Des différences qui comptent
Plusieurs éléments distinguent toutefois 2026 de 2000, et ils ne sont pas négligeables. Les Magnificent Seven affichent des marges nettes moyennes autour de 28%, contre 16% pour les leaders tech en 2000 – dont une part importante était purement déficitaire. Le P/E forward de l’ensemble est proche de 24 fois, contre 52 fois au sommet de 2000; Nvidia se traite autour de 40 fois, là où Cisco a atteint 200 fois. Le financement des hyperscalers vient majoritairement de leur free cash-flow opérationnel. Bien que du financement circulaire soit également observé, le boom télécom de la fin des années 1990 reposait plus largement sur du vendor financing (Lucent, Cisco et Nortel finançant leurs propres clients), un schéma de Ponzi industriel qui s’est effondré dès que les flux d’investissement ont ralenti. Enfin, là où la fibre optique de 2000 est restée largement inutilisée, la demande pour la capacité de calcul IA dépasse aujourd’hui l’offre: Microsoft a publiquement reconnu un carnet d’ordres Azure de 80 milliards qu’elle ne peut pas livrer faute d’électricité.

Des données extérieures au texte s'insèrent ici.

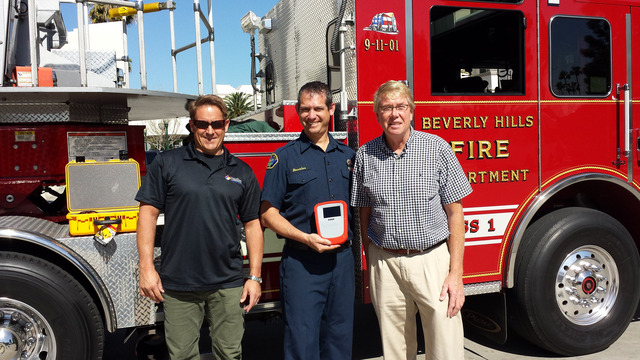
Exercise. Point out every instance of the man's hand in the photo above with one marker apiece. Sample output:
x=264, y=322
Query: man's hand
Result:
x=151, y=285
x=250, y=294
x=454, y=287
x=319, y=244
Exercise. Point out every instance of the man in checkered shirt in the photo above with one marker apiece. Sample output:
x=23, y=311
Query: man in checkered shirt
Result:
x=409, y=188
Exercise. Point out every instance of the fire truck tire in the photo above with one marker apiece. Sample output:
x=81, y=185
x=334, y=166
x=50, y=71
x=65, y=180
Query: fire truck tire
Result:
x=577, y=284
x=45, y=313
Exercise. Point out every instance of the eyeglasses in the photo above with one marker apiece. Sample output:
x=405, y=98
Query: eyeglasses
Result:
x=389, y=108
x=203, y=125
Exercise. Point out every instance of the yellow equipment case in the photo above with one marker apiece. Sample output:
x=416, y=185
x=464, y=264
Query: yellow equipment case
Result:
x=101, y=197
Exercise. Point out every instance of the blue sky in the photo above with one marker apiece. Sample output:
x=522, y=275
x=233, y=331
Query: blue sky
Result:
x=231, y=46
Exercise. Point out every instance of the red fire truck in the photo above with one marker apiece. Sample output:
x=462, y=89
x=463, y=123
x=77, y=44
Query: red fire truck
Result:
x=535, y=98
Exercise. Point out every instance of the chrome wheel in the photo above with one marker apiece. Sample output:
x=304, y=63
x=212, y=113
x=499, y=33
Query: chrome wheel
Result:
x=24, y=332
x=587, y=285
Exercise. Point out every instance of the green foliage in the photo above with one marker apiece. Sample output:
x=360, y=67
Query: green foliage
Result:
x=238, y=104
x=100, y=13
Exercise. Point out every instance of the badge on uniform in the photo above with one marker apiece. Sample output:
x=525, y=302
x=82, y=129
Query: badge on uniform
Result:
x=273, y=160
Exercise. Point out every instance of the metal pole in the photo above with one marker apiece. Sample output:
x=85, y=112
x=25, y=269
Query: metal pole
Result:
x=166, y=134
x=173, y=53
x=214, y=89
x=196, y=11
x=81, y=43
x=143, y=60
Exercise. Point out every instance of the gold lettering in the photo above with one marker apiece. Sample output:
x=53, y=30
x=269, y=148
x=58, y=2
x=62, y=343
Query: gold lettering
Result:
x=501, y=149
x=471, y=150
x=529, y=121
x=426, y=123
x=457, y=146
x=497, y=176
x=484, y=148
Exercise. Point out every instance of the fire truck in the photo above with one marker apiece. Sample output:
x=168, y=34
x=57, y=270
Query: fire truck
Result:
x=535, y=98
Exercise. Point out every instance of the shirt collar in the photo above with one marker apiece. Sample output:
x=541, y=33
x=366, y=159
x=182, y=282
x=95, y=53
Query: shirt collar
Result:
x=305, y=143
x=407, y=146
x=192, y=155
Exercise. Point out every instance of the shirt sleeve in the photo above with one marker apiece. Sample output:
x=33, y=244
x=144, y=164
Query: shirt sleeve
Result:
x=275, y=181
x=153, y=190
x=250, y=207
x=454, y=183
x=358, y=196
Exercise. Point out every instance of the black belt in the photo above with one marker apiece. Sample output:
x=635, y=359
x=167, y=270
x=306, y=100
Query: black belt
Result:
x=410, y=251
x=300, y=246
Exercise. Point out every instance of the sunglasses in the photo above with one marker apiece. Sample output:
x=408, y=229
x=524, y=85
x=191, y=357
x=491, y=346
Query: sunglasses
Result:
x=203, y=125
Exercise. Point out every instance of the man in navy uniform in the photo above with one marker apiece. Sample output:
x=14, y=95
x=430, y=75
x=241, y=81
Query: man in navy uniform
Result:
x=206, y=195
x=316, y=278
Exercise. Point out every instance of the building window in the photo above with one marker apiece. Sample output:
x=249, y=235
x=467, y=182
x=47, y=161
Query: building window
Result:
x=476, y=51
x=580, y=52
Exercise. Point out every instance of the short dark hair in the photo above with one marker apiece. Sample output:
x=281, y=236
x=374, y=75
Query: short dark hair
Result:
x=316, y=87
x=213, y=100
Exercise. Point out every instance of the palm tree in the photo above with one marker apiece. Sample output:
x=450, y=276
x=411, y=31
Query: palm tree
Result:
x=238, y=103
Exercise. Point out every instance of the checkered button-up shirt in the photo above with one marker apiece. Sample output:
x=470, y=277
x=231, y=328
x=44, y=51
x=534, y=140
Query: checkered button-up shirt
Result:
x=406, y=192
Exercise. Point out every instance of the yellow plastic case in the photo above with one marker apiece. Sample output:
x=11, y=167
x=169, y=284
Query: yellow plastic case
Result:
x=102, y=194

Le contraste est réel. Toutefois, ces fondamentaux plus favorables ne protègent pas du risque de timing. Le risque que portent les valorisations actuelles n’est pas que l’IA soit un mirage – c’est que ses gains de productivité, comme ceux de l’internet, prennent du temps à se matérialiser dans les chiffres macroéconomiques, pendant que les marchés en exigent la confirmation à un horizon plus court. Une compression de multiple peut très bien se produire alors même que les bénéfices continuent à croître. C’est exactement ce qui s’est passé en 2000-2004.

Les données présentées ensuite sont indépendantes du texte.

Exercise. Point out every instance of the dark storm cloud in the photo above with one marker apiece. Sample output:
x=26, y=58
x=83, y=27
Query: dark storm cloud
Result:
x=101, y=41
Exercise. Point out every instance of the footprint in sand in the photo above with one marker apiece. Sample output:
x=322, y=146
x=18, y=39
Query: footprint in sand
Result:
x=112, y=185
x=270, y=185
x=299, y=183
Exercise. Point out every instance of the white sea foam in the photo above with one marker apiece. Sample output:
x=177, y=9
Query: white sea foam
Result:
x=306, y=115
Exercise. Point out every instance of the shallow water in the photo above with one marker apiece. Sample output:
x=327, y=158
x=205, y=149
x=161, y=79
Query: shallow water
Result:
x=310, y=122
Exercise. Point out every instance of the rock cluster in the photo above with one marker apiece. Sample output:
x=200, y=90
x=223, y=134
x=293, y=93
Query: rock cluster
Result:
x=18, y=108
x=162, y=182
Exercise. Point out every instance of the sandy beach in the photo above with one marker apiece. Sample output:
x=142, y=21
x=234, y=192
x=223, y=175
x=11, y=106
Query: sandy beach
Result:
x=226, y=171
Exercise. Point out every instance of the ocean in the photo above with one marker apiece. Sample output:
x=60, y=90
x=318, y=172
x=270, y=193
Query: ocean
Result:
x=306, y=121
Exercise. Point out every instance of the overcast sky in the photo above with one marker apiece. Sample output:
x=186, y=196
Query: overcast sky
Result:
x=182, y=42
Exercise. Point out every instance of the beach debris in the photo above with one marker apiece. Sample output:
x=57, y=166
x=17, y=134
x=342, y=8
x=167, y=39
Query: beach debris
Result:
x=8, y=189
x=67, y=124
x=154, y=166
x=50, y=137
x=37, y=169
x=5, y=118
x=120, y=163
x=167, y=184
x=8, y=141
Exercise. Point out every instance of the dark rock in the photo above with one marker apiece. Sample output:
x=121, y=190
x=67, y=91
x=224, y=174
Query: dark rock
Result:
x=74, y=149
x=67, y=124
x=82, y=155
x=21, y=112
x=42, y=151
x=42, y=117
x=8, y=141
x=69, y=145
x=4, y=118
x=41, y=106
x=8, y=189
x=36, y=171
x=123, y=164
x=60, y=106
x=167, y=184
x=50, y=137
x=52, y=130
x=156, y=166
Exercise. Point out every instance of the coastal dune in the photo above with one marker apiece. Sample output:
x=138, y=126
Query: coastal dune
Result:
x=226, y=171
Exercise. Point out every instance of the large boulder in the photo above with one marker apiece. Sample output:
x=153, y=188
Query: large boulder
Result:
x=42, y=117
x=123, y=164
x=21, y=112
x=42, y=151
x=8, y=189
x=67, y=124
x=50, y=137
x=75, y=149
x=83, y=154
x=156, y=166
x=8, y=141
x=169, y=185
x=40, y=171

Le piège silencieux des portefeuilles passifs
Pour un investisseur, ce risque est largement implicite et minimisé. Prenons l’exemple du MSCI world comme portefeuille actions mondial passif. Celui-ci est constitué de près de 70% de titres américains, dont 25% dans les Magnificent Seven, soit 17 à 18% du portefeuille global concentré dans sept entreprises. La diversification géographique apparente du MSCI World est en grande partie une illusion et sa diversification sectorielle l’est encore davantage.
Oui à l’IA, mais intelligemment
Premièrement, mesurer explicitement l’exposition aux Magnificent Seven, lignes par lignes, y compris dans les mandats indiciels car le chiffre dépasse fréquemment ce que l’investisseur suppose. Deuxièmement, considérer les versions equal sector weighted ou diversified sector weight des grands indices comme outils de plafonnement mécanique de la concentration, sans renier l’exposition au thème. Troisièmement, intégrer des amortisseurs dont la performance ne dépend pas du calendrier de la productivité IA: qualité défensive européenne et suisse, infrastructures cotées, or, et une exposition au franc dont le rôle d’amortisseur en cas de stress sur les actifs risqués reste solide.
Le précédent internet ne dit pas que l’IA va échouer, au contraire. Il dit que les investisseurs qui ont gagné sur cette révolution sont ceux qui ont eu la sagesse de revoir leur allocation lorsque tout allait bien.